-
Notifications
You must be signed in to change notification settings - Fork 151
Description
Contact Details
What would you like to ask or discuss?
HDFS is functioning normally, and all DataNodes are online, but the task application is still reporting errors:
2025-02-12 17:33:53,953 ERROR 6633 [delayed-queue-executor-3] [] : [c.o.c.a.service.impl.LogParserServiceImpl:212] parseError: java.lang.Exception: failed to read file: hdfs://nameservice1/flume/dolphinscheduler/2025-02-12/20250212/16628488504192_1-32-41.log, err: Could not obtain block: BP-1830315256-192.168.100.219-1733820781848:blk_1073745518_4694 file=/flume/dolphinscheduler/2025-02-12/20250212/16628488504192_1-32-41.log No live nodes contain current block Block locations: DatanodeInfoWithStorage[192.168.100.220:1026,DS-282152c0-871e-4254-b69c-730c5f1761ec,DISK] DatanodeInfoWithStorage[192.168.100.221:1026,DS-063987aa-021a-4f31-9be2-a6a90191ea2e,DISK] DatanodeInfoWithStorage[192.168.100.219:1026,DS-0d5dc533-d6cc-4ede-b70e-dbfc7fb76771,DISK] Dead nodes: DatanodeInfoWithStorage[192.168.100.221:1026,DS-063987aa-021a-4f31-9be2-a6a90191ea2e,DISK] DatanodeInfoWithStorage[192.168.100.220:1026,DS-282152c0-871e-4254-b69c-730c5f1761ec,DISK] DatanodeInfoWithStorage[192.168.100.219:1026,DS-0d5dc533-d6cc-4ede-b70e-dbfc7fb76771,DISK] at com.oppo.cloud.application.util.HDFSUtil.readLines(HDFSUtil.java:135) at com.oppo.cloud.application.service.impl.LogParserServiceImpl$LogParser.extract(LogParserServiceImpl.java:384) at com.oppo.cloud.application.service.impl.LogParserServiceImpl.handle(LogParserServiceImpl.java:203) at com.oppo.cloud.application.task.DelayedTask.handleDelayTask(DelayedTask.java:120) at com.oppo.cloud.application.task.DelayedTask.lambda$run$1(DelayedTask.java:103) at java.util.concurrent.ThreadPoolExecutor.runWorker(ThreadPoolExecutor.java:1149) at java.util.concurrent.ThreadPoolExecutor$Worker.run(ThreadPoolExecutor.java:624) at java.lang.Thread.run(Thread.java:748)

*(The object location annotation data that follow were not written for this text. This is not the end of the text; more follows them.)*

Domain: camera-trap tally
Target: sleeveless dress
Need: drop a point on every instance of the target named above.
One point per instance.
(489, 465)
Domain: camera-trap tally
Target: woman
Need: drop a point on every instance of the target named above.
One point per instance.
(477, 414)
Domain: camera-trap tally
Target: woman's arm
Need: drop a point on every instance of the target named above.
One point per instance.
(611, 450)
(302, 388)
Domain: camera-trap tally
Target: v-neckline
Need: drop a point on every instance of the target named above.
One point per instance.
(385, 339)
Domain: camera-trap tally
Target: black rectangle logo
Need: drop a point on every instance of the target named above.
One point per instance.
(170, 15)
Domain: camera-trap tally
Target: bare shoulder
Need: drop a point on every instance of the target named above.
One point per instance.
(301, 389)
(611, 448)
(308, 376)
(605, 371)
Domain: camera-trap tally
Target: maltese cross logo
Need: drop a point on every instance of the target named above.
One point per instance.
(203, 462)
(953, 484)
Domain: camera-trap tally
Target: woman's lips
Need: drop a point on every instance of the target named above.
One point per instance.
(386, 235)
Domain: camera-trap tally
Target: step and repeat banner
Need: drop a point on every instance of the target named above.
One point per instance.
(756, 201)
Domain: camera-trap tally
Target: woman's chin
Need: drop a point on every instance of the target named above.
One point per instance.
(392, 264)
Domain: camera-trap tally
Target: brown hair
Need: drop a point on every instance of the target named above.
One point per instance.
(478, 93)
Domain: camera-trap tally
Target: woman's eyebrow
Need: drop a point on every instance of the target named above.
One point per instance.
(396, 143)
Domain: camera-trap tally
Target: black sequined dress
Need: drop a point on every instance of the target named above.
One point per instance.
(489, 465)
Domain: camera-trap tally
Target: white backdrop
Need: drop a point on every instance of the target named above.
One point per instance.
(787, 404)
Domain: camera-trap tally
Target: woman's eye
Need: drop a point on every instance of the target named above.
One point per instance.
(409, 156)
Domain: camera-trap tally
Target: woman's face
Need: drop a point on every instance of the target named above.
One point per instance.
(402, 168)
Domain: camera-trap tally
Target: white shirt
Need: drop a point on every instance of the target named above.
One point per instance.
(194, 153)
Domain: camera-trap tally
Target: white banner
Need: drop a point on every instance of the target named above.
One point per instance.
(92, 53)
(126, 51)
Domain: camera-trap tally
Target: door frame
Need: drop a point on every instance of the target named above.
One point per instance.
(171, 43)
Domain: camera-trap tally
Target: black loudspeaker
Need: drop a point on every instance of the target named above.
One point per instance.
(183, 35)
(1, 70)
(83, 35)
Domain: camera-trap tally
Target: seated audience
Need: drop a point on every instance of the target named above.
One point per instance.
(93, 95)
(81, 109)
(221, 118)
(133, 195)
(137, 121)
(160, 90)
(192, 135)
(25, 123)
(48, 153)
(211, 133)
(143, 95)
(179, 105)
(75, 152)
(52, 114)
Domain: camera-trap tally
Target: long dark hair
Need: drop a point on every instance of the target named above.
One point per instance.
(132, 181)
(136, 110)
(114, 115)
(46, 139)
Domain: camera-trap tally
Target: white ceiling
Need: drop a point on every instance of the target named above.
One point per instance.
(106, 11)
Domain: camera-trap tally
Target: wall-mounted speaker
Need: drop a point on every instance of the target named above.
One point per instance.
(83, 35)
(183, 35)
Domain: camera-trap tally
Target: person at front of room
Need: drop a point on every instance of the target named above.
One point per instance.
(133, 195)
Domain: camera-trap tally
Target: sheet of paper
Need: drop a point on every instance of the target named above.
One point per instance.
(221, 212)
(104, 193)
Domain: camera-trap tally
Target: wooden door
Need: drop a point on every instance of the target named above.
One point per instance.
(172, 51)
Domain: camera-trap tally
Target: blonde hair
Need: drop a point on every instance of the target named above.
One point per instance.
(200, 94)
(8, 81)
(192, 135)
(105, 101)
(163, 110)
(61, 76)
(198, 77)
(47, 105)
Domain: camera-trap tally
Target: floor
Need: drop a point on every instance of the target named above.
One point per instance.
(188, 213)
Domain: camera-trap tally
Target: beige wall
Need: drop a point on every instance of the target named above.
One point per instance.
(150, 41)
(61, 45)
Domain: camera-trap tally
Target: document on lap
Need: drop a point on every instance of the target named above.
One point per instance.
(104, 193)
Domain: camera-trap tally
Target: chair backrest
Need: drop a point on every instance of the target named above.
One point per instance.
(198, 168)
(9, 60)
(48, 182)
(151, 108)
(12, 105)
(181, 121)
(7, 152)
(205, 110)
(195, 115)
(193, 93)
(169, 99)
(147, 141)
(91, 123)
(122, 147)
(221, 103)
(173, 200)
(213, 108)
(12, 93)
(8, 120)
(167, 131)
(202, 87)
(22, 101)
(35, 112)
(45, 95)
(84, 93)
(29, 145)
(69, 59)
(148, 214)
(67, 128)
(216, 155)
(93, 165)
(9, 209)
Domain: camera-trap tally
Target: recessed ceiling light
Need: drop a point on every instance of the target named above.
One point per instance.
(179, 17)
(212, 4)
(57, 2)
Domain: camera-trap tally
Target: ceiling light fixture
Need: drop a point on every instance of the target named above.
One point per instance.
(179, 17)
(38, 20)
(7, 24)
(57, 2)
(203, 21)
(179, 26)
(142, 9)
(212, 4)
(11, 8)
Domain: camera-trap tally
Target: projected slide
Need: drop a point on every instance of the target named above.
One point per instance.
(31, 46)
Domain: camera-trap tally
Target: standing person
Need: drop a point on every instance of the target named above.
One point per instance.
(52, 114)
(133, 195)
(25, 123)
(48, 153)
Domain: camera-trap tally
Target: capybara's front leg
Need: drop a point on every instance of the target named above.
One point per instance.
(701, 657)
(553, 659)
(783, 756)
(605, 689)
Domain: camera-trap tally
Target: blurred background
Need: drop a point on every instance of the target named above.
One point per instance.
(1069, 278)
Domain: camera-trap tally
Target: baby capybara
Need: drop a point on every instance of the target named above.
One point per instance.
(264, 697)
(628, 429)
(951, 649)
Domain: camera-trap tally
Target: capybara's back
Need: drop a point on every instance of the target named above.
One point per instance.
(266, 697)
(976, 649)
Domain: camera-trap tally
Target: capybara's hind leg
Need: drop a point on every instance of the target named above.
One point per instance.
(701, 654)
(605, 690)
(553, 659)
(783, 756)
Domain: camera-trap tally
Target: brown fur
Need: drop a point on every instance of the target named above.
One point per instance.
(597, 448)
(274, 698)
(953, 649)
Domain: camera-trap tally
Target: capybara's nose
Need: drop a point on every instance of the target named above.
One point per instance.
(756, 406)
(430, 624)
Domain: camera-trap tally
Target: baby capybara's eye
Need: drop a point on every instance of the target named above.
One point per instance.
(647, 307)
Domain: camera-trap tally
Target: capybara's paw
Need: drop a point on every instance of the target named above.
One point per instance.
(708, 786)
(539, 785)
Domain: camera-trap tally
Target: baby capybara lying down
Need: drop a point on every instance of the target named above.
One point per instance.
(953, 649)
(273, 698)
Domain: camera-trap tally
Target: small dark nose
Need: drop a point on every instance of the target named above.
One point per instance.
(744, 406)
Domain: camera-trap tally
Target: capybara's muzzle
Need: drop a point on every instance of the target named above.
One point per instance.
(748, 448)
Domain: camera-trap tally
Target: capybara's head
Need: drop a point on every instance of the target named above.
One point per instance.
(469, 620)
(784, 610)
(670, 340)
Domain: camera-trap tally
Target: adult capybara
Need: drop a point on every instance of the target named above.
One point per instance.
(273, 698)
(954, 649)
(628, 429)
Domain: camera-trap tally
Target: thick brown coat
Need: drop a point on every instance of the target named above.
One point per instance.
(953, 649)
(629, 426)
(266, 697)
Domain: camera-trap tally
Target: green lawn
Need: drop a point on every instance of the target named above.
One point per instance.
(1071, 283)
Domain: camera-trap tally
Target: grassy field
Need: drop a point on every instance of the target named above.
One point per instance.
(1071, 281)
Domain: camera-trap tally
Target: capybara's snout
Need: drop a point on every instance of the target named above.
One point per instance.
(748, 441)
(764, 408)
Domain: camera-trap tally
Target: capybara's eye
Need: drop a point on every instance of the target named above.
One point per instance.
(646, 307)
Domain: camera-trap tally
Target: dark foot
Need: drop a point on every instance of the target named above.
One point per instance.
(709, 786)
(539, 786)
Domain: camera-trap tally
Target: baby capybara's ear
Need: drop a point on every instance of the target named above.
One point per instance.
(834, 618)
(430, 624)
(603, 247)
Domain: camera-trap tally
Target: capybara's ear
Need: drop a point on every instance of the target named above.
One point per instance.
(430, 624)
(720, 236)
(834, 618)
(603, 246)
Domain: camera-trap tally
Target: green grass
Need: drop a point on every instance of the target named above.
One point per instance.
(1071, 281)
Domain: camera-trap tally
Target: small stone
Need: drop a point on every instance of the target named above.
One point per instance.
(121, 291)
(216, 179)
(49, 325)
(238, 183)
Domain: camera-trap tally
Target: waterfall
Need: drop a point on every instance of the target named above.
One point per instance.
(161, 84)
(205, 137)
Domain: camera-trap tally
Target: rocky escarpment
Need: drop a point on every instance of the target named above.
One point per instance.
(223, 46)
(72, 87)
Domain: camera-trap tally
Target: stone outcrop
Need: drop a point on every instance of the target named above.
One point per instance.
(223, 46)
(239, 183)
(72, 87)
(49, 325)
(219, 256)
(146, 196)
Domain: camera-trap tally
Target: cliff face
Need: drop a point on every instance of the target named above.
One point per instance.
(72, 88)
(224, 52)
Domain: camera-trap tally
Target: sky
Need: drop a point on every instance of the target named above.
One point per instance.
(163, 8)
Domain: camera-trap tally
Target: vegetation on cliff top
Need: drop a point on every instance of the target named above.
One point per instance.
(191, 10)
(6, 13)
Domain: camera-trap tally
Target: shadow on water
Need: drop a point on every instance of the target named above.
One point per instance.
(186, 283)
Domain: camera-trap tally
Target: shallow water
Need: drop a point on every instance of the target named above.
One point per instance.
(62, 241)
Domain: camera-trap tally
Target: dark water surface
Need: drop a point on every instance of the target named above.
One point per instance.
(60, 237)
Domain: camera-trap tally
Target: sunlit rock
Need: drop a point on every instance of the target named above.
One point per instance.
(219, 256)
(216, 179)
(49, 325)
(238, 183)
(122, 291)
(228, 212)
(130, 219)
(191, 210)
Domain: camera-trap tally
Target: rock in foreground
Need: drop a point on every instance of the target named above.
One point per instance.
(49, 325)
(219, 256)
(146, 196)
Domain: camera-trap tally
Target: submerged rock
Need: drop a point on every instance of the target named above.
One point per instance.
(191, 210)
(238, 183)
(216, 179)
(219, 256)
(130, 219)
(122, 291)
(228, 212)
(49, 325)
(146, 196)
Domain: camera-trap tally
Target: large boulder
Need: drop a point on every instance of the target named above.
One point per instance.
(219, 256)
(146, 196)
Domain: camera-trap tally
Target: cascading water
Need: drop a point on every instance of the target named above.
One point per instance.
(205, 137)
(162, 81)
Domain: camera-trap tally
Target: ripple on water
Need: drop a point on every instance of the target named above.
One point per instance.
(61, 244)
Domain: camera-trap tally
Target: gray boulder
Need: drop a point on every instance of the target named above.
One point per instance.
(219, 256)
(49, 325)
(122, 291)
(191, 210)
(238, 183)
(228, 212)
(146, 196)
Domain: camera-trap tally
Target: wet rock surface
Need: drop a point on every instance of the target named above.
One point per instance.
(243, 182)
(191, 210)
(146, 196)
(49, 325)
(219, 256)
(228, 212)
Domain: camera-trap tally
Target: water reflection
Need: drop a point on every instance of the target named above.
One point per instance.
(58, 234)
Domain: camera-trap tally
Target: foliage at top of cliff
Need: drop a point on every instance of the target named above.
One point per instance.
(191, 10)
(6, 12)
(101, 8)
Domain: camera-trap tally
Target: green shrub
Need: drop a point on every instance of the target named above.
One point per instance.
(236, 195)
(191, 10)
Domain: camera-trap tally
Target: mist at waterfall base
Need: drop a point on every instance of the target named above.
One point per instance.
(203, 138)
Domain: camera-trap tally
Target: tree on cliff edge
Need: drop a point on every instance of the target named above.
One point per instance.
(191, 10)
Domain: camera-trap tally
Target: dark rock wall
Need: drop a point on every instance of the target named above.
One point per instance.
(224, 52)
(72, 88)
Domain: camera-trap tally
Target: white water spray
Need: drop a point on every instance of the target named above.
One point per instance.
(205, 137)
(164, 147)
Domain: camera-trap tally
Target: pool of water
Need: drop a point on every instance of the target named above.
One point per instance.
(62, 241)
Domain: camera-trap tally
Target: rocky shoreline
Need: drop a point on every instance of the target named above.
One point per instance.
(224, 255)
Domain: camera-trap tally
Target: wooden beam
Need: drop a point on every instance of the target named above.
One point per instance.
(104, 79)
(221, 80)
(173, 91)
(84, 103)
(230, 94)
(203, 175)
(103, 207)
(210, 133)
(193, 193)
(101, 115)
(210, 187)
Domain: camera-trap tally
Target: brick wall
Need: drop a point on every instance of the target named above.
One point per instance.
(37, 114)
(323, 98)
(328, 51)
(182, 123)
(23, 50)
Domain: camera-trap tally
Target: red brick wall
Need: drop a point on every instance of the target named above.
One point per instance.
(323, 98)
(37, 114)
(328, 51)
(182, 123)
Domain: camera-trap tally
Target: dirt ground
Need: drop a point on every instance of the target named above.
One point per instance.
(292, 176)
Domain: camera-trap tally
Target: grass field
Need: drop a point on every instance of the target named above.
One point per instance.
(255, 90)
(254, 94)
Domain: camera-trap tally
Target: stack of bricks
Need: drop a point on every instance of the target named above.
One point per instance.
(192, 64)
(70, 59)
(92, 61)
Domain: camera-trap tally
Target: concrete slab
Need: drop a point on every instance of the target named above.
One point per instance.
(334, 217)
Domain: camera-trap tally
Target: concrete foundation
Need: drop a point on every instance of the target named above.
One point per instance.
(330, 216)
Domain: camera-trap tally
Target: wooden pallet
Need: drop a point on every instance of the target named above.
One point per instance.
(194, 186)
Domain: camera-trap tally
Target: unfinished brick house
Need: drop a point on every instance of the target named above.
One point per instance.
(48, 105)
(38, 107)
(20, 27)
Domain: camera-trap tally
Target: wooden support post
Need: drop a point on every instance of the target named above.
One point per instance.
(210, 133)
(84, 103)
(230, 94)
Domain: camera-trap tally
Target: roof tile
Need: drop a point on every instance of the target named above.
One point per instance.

Checked the HDFS DataNode logs and found :
2025-02-12 17:33:53,901 INFO org.apache.hadoop.hdfs.server.datanode.DataNode: Failed to read expected SASL data transfer protection handshake from client at /192.168.100.203:56864. Perhaps the client is running a n older version of Hadoop which does not support SASL data transfer protection org.apache.hadoop.hdfs.protocol.datatransfer.sasl.InvalidMagicNumberException: Received 1c5182 instead of deadbeef from client. at org.apache.hadoop.hdfs.protocol.datatransfer.sasl.SaslDataTransferServer.doSaslHandshake(SaslDa taTransferServer.java:374) at org.apache.hadoop.hdfs.protocol.datatransfer.sasl.SaslDataTransferServer.getSaslStreams(SaslDat aTransferServer.java:308) at org.apache.hadoop.hdfs.protocol.datatransfer.sasl.SaslDataTransferServer.receive(SaslDataTransf erServer.java:135) at org.apache.hadoop.hdfs.server.datanode.DataXceiver.run(DataXceiver.java:235) at java.lang.Thread.run(Thread.java:750)
HDFS is configured as...
dfs.data.transfer.protection
authentication
hadoop.rpc.protection
authentication
The Hadoop client version of the task application is consistent with the server version
Here is the application-hadoop.yml configuration:
hadoop:
namenodes:
- nameservices: nameservice1
namenodesAddr: [ "ddp1", "ddp2" ]
namenodes: [ "nn1", "nn2" ]
user: nn
password:
port: 8020
# scheduler platform hdfs log path keyword identification, used by task-application
matchPathKeys: [ "flume" ]
# kerberos
enableKerberos: true
# /etc/krb5.conf
krb5Conf: "/data/module/compass-v1.1.2/task-application/conf/krb5.conf"
# hdfs/@EXAMPLE.COM
principalPattern: "nn/@HADOOP.COM"
# admin
loginUser: "nn/ddp1@HADOOP.COM"
# /var/kerberos/krb5kdc/admin.keytab
keytabPath: "/data/module/compass-v1.1.2/task-application/conf/nn.service.keytab"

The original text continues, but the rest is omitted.